Feds Vote to Block Proposed DraftKings, FanDuel Merger
Regulators say the combined company would comprise 90 percent of the market.
Federal regulators voted Monday to block the proposed merger of rivals DraftKings and FanDuel, the country’s two largest daily fantasy sports sites.
Arguing that the resulting company would hold a 90-percent market share, the U.S. Federal Trade Commission will join the attorneys general in California and New York in filing a complaint in administrative court to halt the deal.
“This merger would deprive customers of the substantial benefits of direct competition between DraftKings and FanDuel,” Tad Lipsky, acting director of the FTC’s Bureau of Competition, said in a statement. “The FTC is committed to the preservation of competitive markets, which offer consumers the best opportunity to obtain innovative products and services at the most favorable prices and terms consistent with the provision of competitive returns to efficient producers.”
In a statement, DraftKings CEO Jason Robbins said the Boston-based company is “considering all our options at this time.”
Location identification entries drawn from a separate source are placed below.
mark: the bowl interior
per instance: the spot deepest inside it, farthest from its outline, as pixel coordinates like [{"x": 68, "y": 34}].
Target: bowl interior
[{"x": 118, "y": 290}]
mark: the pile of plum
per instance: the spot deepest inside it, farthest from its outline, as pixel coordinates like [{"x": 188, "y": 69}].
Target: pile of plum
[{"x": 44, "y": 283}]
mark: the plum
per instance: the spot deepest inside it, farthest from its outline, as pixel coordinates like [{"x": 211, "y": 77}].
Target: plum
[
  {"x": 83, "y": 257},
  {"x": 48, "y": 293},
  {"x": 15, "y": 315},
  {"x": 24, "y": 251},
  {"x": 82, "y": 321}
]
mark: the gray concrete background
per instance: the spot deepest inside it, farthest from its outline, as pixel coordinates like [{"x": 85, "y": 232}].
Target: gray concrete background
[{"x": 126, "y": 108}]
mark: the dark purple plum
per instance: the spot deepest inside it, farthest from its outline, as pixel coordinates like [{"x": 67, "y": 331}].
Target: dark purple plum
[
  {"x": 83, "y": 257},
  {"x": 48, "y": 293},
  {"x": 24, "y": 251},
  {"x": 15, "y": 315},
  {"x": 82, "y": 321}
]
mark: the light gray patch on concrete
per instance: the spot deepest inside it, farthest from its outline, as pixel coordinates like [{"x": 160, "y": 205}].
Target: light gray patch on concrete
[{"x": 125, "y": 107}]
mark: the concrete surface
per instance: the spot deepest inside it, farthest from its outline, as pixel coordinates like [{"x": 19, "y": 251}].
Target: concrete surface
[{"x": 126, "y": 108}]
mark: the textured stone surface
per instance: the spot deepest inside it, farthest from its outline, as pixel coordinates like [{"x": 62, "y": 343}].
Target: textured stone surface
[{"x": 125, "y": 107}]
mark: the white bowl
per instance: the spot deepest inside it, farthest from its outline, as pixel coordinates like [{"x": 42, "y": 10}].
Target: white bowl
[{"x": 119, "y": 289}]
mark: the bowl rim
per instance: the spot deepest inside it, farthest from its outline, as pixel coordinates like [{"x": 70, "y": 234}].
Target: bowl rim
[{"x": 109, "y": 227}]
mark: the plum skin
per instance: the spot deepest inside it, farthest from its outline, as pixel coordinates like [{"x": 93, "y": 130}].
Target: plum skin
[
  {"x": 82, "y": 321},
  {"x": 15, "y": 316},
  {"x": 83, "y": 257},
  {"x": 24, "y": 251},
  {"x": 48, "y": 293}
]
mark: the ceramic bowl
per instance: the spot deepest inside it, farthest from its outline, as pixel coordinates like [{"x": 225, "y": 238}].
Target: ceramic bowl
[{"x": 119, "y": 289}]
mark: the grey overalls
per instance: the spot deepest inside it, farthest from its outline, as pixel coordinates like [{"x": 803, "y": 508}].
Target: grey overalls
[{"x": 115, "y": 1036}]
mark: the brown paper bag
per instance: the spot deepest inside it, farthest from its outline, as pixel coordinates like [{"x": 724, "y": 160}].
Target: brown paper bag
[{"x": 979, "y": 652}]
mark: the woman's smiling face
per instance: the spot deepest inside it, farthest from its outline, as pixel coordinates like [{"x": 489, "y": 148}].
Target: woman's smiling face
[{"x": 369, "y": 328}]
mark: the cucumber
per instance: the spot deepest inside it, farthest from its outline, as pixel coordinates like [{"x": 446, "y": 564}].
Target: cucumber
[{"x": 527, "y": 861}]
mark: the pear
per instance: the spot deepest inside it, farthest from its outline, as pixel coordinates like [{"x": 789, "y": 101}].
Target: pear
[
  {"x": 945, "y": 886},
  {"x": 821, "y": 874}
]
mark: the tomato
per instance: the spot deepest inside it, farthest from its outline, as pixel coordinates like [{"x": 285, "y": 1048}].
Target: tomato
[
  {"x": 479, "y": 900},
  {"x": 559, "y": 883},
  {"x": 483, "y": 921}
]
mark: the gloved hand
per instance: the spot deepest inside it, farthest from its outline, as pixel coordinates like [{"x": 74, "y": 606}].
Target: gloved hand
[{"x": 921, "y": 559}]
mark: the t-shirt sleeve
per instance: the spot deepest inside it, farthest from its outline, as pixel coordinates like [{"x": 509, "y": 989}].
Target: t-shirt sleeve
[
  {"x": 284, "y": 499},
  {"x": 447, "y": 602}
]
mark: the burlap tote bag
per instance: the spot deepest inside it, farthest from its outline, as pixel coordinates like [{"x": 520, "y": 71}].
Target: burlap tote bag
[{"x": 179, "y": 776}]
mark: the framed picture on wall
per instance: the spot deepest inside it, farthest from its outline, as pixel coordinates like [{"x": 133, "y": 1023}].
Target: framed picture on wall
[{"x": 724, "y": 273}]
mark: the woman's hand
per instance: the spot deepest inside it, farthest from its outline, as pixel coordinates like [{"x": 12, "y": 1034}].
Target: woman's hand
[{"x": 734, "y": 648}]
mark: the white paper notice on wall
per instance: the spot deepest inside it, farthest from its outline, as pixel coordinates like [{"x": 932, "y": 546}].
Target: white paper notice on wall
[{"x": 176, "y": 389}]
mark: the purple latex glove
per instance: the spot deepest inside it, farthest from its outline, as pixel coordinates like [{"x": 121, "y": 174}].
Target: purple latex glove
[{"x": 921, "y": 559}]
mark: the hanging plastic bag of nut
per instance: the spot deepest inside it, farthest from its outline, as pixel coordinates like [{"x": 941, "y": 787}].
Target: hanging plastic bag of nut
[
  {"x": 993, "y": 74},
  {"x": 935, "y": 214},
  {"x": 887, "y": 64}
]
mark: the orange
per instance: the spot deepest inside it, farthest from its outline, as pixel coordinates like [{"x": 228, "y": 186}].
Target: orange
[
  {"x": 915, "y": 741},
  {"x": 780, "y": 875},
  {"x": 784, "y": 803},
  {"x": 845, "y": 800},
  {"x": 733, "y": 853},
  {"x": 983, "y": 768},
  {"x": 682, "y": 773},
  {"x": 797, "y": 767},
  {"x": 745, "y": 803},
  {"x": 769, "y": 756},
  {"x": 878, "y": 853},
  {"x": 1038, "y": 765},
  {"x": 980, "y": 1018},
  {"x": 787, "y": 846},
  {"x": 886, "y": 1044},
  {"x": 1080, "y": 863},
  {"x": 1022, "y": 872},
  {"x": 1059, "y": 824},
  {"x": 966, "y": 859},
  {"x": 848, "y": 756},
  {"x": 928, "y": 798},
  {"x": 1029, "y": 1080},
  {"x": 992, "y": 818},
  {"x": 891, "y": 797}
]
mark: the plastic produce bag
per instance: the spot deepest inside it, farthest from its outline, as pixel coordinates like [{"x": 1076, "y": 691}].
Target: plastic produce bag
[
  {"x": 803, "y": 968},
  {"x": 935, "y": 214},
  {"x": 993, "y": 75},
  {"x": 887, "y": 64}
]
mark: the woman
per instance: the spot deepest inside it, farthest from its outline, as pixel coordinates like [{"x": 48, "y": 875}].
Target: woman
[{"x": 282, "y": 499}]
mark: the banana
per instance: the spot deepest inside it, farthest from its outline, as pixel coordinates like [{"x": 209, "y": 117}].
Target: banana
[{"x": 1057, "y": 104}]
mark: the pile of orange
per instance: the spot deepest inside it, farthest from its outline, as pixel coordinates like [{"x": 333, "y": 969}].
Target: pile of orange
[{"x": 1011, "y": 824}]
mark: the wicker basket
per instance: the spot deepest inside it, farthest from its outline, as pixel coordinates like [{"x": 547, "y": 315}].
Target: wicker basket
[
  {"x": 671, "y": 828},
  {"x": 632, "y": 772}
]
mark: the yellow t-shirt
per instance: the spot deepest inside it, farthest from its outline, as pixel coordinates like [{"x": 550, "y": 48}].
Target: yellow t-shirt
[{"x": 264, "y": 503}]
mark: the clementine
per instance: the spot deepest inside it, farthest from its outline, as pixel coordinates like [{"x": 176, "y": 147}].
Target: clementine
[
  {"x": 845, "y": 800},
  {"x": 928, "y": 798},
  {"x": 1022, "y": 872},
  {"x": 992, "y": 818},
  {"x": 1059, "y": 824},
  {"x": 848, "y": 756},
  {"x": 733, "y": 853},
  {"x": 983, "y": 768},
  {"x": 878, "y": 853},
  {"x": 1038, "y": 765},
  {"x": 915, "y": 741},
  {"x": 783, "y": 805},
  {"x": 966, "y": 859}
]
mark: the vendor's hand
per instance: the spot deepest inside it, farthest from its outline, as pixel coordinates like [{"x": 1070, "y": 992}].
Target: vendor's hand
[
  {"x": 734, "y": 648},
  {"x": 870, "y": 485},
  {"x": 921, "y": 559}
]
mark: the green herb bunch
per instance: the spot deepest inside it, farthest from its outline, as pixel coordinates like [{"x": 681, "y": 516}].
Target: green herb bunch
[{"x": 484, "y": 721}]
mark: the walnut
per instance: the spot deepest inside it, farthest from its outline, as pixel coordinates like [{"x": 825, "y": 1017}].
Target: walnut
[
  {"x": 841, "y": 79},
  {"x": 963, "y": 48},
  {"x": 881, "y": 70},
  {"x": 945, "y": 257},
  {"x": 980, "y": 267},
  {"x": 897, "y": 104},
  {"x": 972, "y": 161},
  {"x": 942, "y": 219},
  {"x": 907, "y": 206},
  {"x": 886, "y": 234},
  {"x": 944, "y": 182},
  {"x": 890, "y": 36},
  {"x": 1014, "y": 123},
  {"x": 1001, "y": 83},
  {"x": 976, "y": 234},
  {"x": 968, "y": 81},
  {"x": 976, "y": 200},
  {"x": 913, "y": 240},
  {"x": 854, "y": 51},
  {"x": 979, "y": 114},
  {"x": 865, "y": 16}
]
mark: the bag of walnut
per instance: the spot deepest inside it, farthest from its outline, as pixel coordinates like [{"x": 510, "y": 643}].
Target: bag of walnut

“We are disappointed by this decision and continue to believe that a merger is in the best interests of our players, our companies, our employees and the fantasy sports industry,” Robbins said. “As we work together to determine our next steps, we would like to thank DraftKings and FanDuel players, partners and employees for their patience, support, and continued loyalty.”
The FTC will have its chance to prove that the merger of DraftKings and FanDuel would create “anticompetitive effects” when the administrative trial begins November 21.